A draft circular posted on the BSP website solicits comments on the plan to impose a 24 percent annual interest rate ceiling for cash advances or installment purchases lodged in credit cards.
Under existing rules, banks are authorized to collect so-called finance charges for the delayed or incomplete payments of outstanding card balances for every billing date.
Currently, banks either charge a monthly fixed rate or a one-time service fee on cash advances, usually whichever is higher. The new rules will translate to an effective 2 percent monthly charge if divided equally.

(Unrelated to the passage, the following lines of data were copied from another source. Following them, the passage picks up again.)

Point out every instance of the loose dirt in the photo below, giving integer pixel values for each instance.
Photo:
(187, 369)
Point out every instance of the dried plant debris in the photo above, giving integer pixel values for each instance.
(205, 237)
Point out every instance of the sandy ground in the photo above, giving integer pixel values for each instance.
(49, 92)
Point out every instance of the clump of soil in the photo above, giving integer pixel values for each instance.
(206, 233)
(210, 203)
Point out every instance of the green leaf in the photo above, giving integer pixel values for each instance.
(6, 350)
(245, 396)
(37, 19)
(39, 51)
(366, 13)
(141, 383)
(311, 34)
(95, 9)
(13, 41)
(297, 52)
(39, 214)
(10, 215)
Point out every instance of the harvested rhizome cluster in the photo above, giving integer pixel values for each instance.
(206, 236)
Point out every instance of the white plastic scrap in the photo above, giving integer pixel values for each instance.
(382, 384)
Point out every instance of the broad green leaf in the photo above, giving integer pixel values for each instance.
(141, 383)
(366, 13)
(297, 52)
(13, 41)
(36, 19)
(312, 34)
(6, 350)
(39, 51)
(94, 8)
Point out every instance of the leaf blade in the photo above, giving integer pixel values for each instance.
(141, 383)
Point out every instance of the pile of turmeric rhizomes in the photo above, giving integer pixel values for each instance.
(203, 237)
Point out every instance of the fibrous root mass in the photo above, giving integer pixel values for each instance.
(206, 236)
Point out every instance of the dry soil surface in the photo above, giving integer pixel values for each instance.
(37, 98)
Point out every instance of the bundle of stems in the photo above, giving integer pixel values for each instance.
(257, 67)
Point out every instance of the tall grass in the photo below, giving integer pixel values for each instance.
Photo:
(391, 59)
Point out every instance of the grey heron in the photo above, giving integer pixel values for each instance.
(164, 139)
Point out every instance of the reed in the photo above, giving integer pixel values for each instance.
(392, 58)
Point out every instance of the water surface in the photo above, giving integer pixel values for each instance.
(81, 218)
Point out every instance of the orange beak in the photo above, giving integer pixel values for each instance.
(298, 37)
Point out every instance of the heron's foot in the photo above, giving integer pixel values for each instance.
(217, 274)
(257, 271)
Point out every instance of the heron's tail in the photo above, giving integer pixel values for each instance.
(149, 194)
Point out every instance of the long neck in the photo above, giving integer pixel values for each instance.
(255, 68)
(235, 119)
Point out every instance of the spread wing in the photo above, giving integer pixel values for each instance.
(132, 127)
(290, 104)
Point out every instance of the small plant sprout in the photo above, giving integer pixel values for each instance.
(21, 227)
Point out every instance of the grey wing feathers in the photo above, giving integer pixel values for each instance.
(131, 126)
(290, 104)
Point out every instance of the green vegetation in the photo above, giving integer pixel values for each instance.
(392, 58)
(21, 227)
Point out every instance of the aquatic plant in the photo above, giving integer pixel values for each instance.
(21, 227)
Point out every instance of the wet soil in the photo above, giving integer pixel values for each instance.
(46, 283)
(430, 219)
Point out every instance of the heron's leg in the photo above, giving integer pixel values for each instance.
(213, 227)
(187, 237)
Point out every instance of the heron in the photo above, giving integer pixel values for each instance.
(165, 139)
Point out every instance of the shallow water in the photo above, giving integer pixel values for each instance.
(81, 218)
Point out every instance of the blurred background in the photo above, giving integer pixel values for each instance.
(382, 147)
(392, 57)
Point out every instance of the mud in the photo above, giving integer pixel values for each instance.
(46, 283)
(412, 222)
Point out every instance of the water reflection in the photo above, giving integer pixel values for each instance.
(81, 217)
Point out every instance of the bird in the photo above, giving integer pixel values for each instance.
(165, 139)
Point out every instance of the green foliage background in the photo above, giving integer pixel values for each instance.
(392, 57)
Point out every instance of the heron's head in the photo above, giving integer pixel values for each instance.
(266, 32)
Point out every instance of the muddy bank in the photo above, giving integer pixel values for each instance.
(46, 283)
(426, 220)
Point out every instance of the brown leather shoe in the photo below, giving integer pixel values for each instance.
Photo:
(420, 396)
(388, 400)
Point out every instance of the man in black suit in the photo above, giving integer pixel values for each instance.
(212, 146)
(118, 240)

The maximum finance charge will be subject to review every six months, according to the draft order. However, the BSP said other charges, such as commissions, premiums and other loan fees will not be subject to a limit.
The draft circular is posted online to solicit comments from stakeholders until Wednesday, August 26. So far, business groups were receptive.
In a joint statement, the Bankers Association of the Philippines and the Credit Card Association of the Philippines said it was a welcome move to “help ease the burden” of borrowers amid the COVID-19 pandemic.
All loan payments have been given a grace period when the country went into strict lockdowns to curb COVID-19 infections. The Bayanihan to Recover as One Act will give a fresh 60-day reprieve to borrowers once signed into law.
Millions of Filipinos lost their jobs as strict quarantine rules limit movement and forced businesses to close shop.
The Management Association of the Philippines said separately that even businesses will benefit from the proposed rule, adding that banks are “bending over backwards” to extend help however they can.